The head of Canada’s cyber-defence agency is offering some insight just weeks after a ransomware attack against Nova Scotia Power.
The utility’s computer systems were breached by ransomware hackers on March 19, but Nova Scotia Power did not discover it until April 25. The company disclosed the cybersecurity incident three days after that.
About 280,000 customers — more than half of the utility’s customers in the province — were informed by letter that their personal information may have been compromised in the attack. The data included names, addresses, phone numbers, birth dates, driver’s licences, social insurance numbers and banking information.
On Thursday, the Nova Scotia Energy Board granted approval to Nova Scotia Power to move forward with a $1.8-million project to improve cybersecurity.
The attack and its aftermath have sparked many questions about the security of the company’s IT systems.
Rajiv Gupta, head of the Canadian Centre for Cyber Security, spoke to CBC News in a rare interview about how these types of incidents unfold and what people and organizations like Nova Scotia Power can do to protect themselves.
This interview has been edited for length and clarity.
Can you explain a bit about your agency and what it does?
The Canadian Centre for Cyber Security is really Canada’s cyber defence agency. So, we provide advice, guidance and services to critical infrastructure systems of importance to Canada. Work primarily with the federal government is where we had started, but have really grown into critical infrastructure. And our goal is to raise cyber resilience across Canada.
We fall under CSE, which is the Communications Security Establishment, and CSE has a mandate for foreign intelligence, which goes back 80 years in terms of WW II. We report to the minister of national defence.
What do you make of the recent attack against Nova Scotia Power, which did ultimately affect about 280,000 customers?
We don’t comment specifically on specific incidents, but as a cyber centre … any critical infrastructure providers that have incidents can report their incidents to the cyber centre. So last year we saw about 1,500 incidents. We see a lot of these, and that’s what’s really important and kind of sad to understand as well, that this is happening so often in terms of cybercriminal organizations comprising critical infrastructure organizations in Canada.
Their motivation is money.
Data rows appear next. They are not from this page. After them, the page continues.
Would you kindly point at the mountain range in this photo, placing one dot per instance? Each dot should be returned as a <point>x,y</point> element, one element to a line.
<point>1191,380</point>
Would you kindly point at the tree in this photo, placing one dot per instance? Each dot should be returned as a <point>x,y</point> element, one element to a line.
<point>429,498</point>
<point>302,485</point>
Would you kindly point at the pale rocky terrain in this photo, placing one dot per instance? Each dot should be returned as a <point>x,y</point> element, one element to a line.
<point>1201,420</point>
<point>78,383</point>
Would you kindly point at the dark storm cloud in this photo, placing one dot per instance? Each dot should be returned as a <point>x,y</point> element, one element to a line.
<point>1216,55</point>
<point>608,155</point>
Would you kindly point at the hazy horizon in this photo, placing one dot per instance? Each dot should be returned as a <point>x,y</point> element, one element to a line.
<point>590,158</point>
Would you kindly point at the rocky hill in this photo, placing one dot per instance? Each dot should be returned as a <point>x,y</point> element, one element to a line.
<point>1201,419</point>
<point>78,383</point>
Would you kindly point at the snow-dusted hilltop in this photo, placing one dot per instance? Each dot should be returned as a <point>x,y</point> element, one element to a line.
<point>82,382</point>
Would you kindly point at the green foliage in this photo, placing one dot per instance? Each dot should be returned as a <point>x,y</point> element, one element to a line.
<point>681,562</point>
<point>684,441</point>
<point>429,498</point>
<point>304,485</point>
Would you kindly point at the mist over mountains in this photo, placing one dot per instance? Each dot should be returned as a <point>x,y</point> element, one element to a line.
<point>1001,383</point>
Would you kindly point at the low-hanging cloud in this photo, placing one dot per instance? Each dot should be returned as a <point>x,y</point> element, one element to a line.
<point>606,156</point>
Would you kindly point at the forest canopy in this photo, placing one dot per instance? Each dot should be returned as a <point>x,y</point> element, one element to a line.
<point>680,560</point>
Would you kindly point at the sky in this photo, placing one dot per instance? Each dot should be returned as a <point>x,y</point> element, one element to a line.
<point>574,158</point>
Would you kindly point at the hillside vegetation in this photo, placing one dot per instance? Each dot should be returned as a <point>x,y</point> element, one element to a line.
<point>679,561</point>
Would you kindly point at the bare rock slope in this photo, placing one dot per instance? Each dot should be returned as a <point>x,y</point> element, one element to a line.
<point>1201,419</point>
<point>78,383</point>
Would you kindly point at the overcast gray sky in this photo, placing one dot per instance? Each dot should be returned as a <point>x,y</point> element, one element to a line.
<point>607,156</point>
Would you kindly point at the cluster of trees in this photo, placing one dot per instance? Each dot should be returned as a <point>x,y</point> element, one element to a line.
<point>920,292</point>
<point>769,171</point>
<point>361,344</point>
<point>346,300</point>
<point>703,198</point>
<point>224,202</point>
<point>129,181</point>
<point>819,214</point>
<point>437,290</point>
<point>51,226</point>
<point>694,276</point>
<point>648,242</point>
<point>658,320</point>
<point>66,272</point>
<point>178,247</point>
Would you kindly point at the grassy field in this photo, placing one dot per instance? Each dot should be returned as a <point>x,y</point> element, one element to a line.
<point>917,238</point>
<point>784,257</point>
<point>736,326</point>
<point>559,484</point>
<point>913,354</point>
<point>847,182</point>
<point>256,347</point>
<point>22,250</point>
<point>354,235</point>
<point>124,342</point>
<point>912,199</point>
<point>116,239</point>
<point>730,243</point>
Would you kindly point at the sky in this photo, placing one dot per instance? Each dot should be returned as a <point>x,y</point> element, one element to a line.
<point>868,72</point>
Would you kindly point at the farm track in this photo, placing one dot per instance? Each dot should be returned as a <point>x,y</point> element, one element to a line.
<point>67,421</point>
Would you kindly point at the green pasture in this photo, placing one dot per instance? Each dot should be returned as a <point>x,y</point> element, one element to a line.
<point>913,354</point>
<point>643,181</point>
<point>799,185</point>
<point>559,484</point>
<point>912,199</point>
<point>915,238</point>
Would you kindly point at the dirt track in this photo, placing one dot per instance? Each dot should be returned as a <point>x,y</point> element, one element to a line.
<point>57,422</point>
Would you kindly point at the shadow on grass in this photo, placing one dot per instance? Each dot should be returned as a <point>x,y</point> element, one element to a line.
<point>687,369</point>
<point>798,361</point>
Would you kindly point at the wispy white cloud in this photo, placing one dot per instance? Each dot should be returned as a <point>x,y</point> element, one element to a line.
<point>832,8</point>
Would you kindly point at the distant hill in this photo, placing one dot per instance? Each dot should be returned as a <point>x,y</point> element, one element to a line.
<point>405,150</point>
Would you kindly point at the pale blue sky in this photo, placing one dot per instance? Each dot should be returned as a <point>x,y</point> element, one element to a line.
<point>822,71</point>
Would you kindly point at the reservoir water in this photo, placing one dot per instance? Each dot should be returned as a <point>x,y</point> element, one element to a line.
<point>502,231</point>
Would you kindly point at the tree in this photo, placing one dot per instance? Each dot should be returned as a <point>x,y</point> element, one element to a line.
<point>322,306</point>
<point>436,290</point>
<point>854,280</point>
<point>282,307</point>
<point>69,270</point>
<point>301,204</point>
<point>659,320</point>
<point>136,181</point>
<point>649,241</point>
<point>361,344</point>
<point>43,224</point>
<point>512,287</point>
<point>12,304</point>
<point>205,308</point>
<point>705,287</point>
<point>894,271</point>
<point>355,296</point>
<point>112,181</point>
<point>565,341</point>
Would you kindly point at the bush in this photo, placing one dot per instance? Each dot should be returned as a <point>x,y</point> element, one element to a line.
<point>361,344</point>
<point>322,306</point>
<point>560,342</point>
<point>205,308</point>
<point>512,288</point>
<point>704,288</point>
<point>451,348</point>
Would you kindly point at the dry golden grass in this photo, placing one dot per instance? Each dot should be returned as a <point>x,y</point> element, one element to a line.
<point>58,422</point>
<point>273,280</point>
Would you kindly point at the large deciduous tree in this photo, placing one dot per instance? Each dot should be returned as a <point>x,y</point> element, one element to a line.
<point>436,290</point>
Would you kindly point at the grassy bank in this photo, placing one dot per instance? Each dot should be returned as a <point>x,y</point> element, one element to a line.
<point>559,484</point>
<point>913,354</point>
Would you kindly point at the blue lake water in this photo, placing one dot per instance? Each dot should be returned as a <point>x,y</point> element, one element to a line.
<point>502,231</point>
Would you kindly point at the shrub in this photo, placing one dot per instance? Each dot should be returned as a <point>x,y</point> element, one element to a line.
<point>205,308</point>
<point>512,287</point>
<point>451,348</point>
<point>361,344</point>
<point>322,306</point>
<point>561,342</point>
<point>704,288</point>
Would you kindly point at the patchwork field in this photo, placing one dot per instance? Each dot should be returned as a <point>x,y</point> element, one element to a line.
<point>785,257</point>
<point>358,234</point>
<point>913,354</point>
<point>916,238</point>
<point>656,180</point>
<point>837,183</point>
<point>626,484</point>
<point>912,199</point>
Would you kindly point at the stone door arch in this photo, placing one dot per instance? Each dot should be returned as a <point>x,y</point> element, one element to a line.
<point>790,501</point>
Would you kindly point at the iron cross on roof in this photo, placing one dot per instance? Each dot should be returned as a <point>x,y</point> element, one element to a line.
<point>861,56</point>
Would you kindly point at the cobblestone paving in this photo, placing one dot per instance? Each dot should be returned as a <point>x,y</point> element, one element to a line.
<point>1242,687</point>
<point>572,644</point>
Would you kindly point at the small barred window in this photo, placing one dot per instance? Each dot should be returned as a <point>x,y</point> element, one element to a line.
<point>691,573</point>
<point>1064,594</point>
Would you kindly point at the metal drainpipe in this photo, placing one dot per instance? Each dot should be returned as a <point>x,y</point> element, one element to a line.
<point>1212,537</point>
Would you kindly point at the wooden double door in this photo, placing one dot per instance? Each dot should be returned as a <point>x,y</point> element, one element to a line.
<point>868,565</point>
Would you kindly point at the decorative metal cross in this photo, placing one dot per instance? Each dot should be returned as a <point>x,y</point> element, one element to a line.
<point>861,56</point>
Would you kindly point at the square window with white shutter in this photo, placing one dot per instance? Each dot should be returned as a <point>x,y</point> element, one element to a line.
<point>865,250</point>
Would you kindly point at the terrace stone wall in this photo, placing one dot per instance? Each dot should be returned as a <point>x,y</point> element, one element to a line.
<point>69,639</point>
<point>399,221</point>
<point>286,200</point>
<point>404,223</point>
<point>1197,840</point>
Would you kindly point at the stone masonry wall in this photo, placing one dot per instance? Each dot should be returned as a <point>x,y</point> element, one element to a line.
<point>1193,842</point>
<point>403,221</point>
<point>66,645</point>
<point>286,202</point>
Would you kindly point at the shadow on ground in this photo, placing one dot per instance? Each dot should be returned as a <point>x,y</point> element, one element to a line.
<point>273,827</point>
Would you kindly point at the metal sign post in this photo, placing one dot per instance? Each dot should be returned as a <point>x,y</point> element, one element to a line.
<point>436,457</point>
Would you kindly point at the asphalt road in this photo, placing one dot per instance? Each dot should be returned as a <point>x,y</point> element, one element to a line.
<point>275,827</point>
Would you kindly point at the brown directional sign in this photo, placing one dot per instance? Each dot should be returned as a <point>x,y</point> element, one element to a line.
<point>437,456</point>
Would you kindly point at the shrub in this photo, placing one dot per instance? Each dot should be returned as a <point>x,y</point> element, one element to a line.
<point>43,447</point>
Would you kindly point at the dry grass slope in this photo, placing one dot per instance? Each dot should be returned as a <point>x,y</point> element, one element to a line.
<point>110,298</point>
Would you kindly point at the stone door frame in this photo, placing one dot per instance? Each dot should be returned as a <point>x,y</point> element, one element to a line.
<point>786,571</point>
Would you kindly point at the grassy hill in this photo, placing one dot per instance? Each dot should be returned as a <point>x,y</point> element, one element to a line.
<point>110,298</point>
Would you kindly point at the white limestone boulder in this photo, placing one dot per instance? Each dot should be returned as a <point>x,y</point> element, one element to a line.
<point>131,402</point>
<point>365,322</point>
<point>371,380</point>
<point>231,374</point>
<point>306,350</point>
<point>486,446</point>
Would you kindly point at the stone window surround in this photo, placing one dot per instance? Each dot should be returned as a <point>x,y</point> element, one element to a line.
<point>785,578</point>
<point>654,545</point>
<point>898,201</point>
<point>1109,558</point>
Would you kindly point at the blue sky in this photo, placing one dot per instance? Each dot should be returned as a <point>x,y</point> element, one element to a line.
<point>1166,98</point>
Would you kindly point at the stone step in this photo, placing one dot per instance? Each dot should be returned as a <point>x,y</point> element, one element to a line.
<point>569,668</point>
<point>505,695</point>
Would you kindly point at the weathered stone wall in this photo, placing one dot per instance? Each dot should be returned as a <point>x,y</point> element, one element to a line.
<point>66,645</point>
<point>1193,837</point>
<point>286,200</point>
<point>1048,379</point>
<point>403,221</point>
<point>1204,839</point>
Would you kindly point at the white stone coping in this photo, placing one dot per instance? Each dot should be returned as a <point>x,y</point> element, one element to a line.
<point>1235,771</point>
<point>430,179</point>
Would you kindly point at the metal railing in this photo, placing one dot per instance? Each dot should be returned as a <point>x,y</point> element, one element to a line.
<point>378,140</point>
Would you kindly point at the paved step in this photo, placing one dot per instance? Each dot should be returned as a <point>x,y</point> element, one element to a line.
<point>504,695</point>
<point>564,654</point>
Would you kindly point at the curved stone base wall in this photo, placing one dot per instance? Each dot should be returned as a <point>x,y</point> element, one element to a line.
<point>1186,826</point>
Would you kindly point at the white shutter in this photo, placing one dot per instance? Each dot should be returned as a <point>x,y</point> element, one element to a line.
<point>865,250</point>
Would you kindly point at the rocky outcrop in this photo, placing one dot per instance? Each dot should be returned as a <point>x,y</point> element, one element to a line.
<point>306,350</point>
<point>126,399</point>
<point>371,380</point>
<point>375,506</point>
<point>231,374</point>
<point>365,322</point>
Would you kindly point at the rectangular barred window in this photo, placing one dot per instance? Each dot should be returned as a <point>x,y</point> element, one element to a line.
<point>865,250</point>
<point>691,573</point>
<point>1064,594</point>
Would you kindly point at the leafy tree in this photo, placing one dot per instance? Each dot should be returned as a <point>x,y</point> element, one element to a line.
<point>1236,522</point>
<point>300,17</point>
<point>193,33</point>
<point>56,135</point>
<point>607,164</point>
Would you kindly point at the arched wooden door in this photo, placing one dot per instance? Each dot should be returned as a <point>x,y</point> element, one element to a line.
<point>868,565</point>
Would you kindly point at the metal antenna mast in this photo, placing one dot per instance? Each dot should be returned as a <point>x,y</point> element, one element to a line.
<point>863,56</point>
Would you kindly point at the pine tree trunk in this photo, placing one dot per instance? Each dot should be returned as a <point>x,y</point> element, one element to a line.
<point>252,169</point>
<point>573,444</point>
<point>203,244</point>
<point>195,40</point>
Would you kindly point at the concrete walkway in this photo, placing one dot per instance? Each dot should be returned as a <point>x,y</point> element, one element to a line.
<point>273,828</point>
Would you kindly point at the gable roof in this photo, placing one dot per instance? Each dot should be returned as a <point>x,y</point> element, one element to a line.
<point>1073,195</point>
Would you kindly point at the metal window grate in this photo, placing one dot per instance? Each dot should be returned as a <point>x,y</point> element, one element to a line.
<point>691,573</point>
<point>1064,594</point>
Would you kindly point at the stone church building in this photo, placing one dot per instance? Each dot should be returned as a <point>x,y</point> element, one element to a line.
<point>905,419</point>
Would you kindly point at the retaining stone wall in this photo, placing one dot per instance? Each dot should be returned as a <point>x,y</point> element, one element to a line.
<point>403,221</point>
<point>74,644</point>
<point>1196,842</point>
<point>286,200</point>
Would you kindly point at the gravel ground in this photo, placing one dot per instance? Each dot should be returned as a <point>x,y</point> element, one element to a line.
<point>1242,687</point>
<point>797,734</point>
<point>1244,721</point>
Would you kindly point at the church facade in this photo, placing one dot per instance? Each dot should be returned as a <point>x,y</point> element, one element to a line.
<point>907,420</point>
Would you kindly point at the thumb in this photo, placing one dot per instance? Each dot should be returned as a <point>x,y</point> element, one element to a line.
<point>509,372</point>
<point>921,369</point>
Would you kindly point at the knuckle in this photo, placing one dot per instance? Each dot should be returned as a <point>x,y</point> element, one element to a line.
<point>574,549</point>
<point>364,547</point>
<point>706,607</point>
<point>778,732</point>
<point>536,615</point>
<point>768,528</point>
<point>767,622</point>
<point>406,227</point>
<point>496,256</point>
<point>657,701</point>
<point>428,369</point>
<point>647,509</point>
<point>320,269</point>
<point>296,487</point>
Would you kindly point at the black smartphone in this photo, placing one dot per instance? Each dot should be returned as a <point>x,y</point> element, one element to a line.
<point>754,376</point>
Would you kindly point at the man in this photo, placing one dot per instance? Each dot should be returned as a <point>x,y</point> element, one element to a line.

They would compromise the network. So basically getting their software inside the network, but then stealing all the sensitive information from the organization and … then going ahead and encrypting systems and locking people out of their system. So we used to call that double extortion. So that way the criminal organization could threaten to release sensitive information, unless a ransom was paid, or also basically not give back access to systems unless a ransom was paid. So that was what we’re seeing and it was incredibly impactful to system operators within Canada.
In this case, Nova Scotia Power did not pay the ransom that was asked of them. Is that common practice?
What we always do is we provide advice and guidance to organizations and we say, “It’s a business decision,” because we’re not the ones operating their business, and we don’t know their exact context, say if it’s a threat to life or something else. But we always say, “Hey there’s a lot of downside to paying the ransom.” First of all, you’re funding these criminal organizations. So, the more ransom is paid, the more we’re going to proliferate this sort of behaviour. At the same point in time, you’re paying this ransom to criminals. What’s that contract worth in the end anyway? Is there really any guarantee that they’re either not going to share the confidential information, or they’re actually going to give you the keys to decrypt your systems and get your access back? The proceeds of this can go to criminal or even terrorist type causes as well, so, worrisome in that sense.
Are you able to say whether Nova Scotia Power had actually contacted your agency [following the breach]?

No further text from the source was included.